Дина Рубина - Гладь озера в пасмурной мгле (сборник)
Вера достала свой любимый блокнот в черном кожаном переплете, карандаш, примостилась боком на подоконнике и стала все это зарисовывать. Когда стемнело, бросила на пол, под батарею, осеннее пальто, растянулась на нем и через минуту уже уснула молодым неприхотливым сном – не мята, не клята, – в своей собственной квартире, в своем углу...
5
Не было своего угла у Кати. Она работала на кенафной фабрике и снимала угол в одной семье.
Семья – неутомимая старуха баба Лена, ее дочь Лидия Кон-дратьевна, учительница математики, и внуки Колян и Толян – были домовладельцами: им принадлежала половина дома – комната, кухня и прихожая с террасой.

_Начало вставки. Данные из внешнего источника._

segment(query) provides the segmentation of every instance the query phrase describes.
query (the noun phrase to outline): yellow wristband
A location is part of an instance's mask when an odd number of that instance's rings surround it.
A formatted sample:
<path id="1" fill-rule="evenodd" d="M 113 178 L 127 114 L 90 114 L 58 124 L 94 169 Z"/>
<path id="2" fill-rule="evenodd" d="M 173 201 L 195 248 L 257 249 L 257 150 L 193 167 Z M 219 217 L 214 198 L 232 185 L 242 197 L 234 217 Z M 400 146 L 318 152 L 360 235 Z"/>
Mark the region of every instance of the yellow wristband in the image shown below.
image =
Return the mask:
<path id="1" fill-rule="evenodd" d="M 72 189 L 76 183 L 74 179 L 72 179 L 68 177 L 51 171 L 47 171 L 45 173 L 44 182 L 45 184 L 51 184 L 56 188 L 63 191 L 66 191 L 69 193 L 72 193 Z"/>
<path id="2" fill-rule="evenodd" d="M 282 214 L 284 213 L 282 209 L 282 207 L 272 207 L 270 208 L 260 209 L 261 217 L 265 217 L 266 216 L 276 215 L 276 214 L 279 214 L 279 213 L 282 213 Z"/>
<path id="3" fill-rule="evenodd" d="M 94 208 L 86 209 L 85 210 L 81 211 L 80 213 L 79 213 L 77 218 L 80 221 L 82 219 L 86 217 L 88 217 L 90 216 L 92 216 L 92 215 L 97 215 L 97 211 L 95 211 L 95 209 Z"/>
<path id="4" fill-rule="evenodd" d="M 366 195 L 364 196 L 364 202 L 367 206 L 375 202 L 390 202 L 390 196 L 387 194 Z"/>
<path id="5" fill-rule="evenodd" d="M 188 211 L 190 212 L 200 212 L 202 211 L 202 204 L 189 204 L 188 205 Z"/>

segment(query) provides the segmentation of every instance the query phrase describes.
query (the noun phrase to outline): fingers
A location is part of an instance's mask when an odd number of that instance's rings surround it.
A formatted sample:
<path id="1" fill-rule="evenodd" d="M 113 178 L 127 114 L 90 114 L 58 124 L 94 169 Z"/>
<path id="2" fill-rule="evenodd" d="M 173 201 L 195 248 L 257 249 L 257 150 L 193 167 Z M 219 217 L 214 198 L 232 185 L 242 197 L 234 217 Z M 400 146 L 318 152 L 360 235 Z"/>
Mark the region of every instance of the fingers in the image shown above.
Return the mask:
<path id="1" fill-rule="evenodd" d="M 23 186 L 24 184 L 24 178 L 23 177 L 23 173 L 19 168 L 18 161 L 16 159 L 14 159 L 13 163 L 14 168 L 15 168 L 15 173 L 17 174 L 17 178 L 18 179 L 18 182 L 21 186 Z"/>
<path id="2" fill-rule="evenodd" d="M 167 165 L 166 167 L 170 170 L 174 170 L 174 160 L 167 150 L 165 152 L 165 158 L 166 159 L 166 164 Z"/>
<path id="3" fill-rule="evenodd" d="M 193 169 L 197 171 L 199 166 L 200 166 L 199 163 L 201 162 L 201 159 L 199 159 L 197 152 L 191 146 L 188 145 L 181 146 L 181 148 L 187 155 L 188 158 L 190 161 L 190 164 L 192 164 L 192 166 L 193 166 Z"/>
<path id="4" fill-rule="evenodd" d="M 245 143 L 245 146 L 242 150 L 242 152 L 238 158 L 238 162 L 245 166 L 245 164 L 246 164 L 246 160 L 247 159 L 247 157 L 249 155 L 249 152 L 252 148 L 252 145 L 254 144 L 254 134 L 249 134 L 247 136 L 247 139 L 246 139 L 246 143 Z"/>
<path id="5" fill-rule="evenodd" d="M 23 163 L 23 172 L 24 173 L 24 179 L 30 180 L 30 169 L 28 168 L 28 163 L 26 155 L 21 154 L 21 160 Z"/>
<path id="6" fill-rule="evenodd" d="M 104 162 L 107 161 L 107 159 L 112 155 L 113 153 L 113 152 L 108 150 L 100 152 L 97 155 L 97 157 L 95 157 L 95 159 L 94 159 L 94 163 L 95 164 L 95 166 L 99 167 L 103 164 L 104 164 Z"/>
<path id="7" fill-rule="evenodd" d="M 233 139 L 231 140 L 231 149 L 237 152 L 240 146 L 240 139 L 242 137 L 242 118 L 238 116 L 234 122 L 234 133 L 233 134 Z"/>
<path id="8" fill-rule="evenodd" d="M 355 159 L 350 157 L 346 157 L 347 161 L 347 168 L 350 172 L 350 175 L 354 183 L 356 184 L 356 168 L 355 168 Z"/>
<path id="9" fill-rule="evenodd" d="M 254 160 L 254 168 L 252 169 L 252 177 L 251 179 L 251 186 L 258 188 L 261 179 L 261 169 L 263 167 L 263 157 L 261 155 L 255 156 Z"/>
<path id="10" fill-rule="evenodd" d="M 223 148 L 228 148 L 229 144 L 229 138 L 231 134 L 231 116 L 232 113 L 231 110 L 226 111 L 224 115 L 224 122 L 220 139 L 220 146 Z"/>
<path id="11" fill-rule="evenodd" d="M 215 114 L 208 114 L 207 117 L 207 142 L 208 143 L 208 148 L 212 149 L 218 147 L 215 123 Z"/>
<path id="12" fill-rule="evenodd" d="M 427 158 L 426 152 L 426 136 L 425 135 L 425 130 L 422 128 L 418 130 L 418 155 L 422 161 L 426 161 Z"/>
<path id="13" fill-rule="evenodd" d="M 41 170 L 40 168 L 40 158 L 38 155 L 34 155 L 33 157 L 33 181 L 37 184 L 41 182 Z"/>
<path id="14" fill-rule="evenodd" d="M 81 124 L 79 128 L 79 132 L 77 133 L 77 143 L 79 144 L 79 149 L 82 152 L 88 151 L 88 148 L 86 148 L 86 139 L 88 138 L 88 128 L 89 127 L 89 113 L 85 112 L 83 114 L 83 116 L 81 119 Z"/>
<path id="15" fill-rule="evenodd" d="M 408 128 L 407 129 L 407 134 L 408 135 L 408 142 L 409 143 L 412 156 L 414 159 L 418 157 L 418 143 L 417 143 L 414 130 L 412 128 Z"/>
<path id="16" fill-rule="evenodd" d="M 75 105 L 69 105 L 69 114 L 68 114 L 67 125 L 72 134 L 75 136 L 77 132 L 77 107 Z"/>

Дом держался на бесценной бабке. Дикой энергии была старуха. С утра затевались одновременно стирка, готовка, шитье новых наперников на подушки. Тут же разводилась в ведре побелка, и баба Лена сама, подоткнув юбку, раскорячившись, взбиралась на табурет и скоренько белила потолок в прихожке. Бывало, именно в такой горячий момент в переулке раздавался тягучий, как зов муэдзина, рев керосинщика в жестяной рупор, а через минуту въезжала машина с углем, которым топили голландку, обогревающую и эту, и другую половины дома. Баба Лена успевала все: и за керосином сбегать, и скомандовать – куда уголь сгрузить, и поругаться с шофером, и перекинуться новостями с керосинщиком... Жизнь ее кипела и бурлила, как вываренное белье в баке.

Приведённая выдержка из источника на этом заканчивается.